Macroeconomic
Effects of Alternative Implementation Instruments
All
the cases considered assume a marketable emission permit system,
with a no-cost allocation of the permits based on historical emissions.
In meeting the targets, power suppliers are free to buy and sell
allowances at a market-determined price for the permits, which represents
the marginal cost of abatement of any given emission. An alternative
form of permit system would auction the permits to power suppliers.
The price paid for the auctioned permits would equal the price paid
for traded permits under the no-cost allocation system used for
this study. However, the two systems imply a different distribution
of income.
In the no-cost allocation system, there would be a redistribution
of income flows between power suppliers in the form of purchases
of emission permits. There would be no net burden on the power suppliers
as a whole, only a transfer of funds among firms. While all firms
are expected to benefit from trading, the burden would vary among
firms. With a Federal auction system, in contrast, there would be
a net transfer of income from power suppliers to the Federal government.

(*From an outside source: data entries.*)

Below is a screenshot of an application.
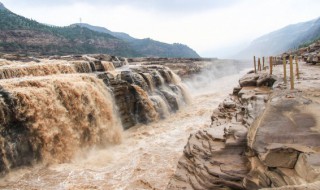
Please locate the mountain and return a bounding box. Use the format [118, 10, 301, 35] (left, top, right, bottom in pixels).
[71, 23, 200, 58]
[0, 2, 6, 10]
[0, 3, 199, 58]
[238, 18, 320, 57]
[0, 5, 141, 57]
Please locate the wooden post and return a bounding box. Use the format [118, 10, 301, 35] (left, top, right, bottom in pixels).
[269, 57, 273, 75]
[295, 56, 300, 79]
[290, 55, 294, 90]
[282, 57, 287, 83]
[253, 56, 257, 73]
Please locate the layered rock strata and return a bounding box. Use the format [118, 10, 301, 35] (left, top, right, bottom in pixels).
[167, 65, 320, 189]
[0, 55, 188, 175]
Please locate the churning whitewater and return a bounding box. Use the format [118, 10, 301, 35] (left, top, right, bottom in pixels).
[0, 57, 250, 189]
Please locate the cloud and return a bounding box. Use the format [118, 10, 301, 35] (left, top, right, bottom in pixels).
[2, 0, 240, 13]
[0, 0, 320, 57]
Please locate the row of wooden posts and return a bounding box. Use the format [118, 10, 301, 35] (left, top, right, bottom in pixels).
[253, 55, 300, 90]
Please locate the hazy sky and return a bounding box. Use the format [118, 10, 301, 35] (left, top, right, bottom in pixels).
[0, 0, 320, 57]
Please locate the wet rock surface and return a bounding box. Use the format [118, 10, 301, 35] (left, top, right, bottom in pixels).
[0, 54, 188, 176]
[167, 65, 320, 189]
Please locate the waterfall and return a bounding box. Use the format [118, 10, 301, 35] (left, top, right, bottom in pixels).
[0, 74, 122, 175]
[101, 61, 115, 71]
[0, 55, 190, 174]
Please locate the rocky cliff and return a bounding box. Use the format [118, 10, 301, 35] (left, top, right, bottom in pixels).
[0, 4, 199, 57]
[238, 18, 320, 57]
[0, 54, 189, 175]
[167, 61, 320, 189]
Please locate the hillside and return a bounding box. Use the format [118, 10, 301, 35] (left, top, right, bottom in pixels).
[238, 18, 320, 57]
[0, 3, 199, 57]
[72, 23, 200, 58]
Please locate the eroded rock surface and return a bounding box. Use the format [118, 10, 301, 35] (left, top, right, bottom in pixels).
[167, 64, 320, 190]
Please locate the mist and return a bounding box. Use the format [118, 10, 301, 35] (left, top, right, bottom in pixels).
[184, 60, 251, 97]
[2, 0, 320, 58]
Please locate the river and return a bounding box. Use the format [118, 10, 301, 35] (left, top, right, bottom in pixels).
[0, 59, 250, 190]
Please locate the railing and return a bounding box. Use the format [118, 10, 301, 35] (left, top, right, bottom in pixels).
[253, 55, 300, 90]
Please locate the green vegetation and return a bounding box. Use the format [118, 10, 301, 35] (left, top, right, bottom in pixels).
[0, 8, 199, 57]
[0, 9, 141, 57]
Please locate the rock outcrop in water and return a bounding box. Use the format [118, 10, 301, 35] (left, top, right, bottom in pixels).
[0, 55, 188, 175]
[167, 63, 320, 190]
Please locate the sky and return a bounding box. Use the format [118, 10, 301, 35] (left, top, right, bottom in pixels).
[0, 0, 320, 58]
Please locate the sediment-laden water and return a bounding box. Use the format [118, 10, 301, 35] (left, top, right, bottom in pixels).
[0, 58, 250, 189]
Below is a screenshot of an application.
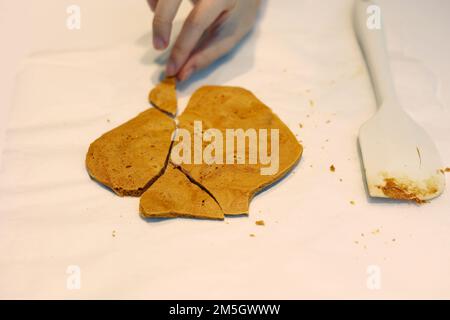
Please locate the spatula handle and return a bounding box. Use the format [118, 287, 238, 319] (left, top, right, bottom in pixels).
[353, 0, 396, 107]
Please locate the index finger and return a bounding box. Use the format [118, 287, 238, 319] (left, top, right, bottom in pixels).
[153, 0, 181, 50]
[166, 0, 228, 76]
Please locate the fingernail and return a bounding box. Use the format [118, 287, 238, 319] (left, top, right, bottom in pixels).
[166, 61, 177, 77]
[153, 37, 166, 50]
[181, 68, 194, 81]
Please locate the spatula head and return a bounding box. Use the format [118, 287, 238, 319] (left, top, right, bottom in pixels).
[359, 103, 445, 203]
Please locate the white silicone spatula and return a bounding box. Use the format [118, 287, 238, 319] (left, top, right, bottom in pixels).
[354, 0, 445, 202]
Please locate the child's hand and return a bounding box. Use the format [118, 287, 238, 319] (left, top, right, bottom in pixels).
[147, 0, 260, 81]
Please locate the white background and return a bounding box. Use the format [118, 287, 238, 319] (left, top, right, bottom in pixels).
[0, 0, 450, 299]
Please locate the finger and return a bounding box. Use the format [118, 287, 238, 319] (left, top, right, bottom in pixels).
[147, 0, 158, 12]
[153, 0, 181, 50]
[166, 0, 228, 76]
[178, 37, 239, 81]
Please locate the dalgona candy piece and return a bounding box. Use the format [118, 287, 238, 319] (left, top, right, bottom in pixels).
[140, 163, 224, 220]
[86, 108, 175, 196]
[174, 86, 303, 215]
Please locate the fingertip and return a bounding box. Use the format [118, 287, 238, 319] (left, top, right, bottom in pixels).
[153, 36, 167, 50]
[178, 67, 195, 81]
[166, 60, 177, 77]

The key question at this juncture turns on the use of the funds
by the Federal government. If the funds were returned to the power
suppliers, the effect would be the same as in the no-cost allocation
scheme, but with the Federal government establishing the permit
market mechanism. Another use of the funds might be to return them
to consumers either in the form of a lump-sum transfer or in the
form of a personal income tax cut, compensating consumers for the
higher prices paid for energy and non-energy goods and services.a
Relative to the no-cost allocation of permits, an auction that transfers
funds to consumers in a lump sum would help to maintain their level
of overall consumption. With the transfer, however, total investment
would decline relative to the allocation system. The two effects
would tend to counterbalance each other, but not completely. Returning
collected auction funds to the consumer would tend to have a slightly
more positive effect than the negative effect on investment for
the first few years, but investment would tend to rebound faster
and contribute increasingly to the recovery. As a result, real GDP
would be expected to recover to reference case levels faster under
the no-cost allocation system. Over the entire period, however,
the net impacts on real GDP are expected to be similar in both magnitude
and pattern under the two potential allocation schemes.
Another approach is to recycle the auctioned revenues to either
consumers or businesses through a reduction in marginal tax rates
on capital or labor. Unlike the no-cost allocation or the lump-sum
payment to consumers, this approach may lower the aggregate cost
to the economy by shifting the tax burden away from distortionary
taxes on labor and capital toward the taxation of an environmental
pollutant. Most often research on this topic is based on a general
equilibrium approach, where all factors are assumed to be utilized
fully, as in the work by Goulder, Parry, and Burtraw.b Revenue recycling benefits may also apply in a setting where transition
effects on the economy, such as considered in the current EIA study,
are the focus.c
aFor a discussion of the relative merits of alternative instruments,
see Perman, Ma, and McGilvray, Pollution Control Policy,
in Natural Resource and Environmental Economics (Addison
Wesley Longman, 1996).
bL.H. Goulder, I.W.H Parry, and D. Burtraw, Revenue-Raising
Versus Other Approaches to Environmental Protection: The Critical
Significance of Pre-existing Tax Distortions, RAND Journal
of Economics, Vol. 28. (Winter 1997), pp. 708-731.
cSee also Energy Information Administration (EIA), Impacts of
the Kyoto Protocol on U.S. Energy Markets and Economic Activity,
SR/OIAF/98-03 (Washington, DC, October 1998), Chapter 6, Assessment
of Economic Impacts and EIA, Analysis of Strategies for
Reducing Multiple Emissions from Electric Power Plants: Sulfur Dioxide,
Nitrogen Oxides, Carbon Dioxide, and Mercury and a Renewable Portfolio
Standard, SR/OIAF/2001-03 (Washington, DC, July 2001), Chapter
4, Fuel Market and Macroeconomic Impacts.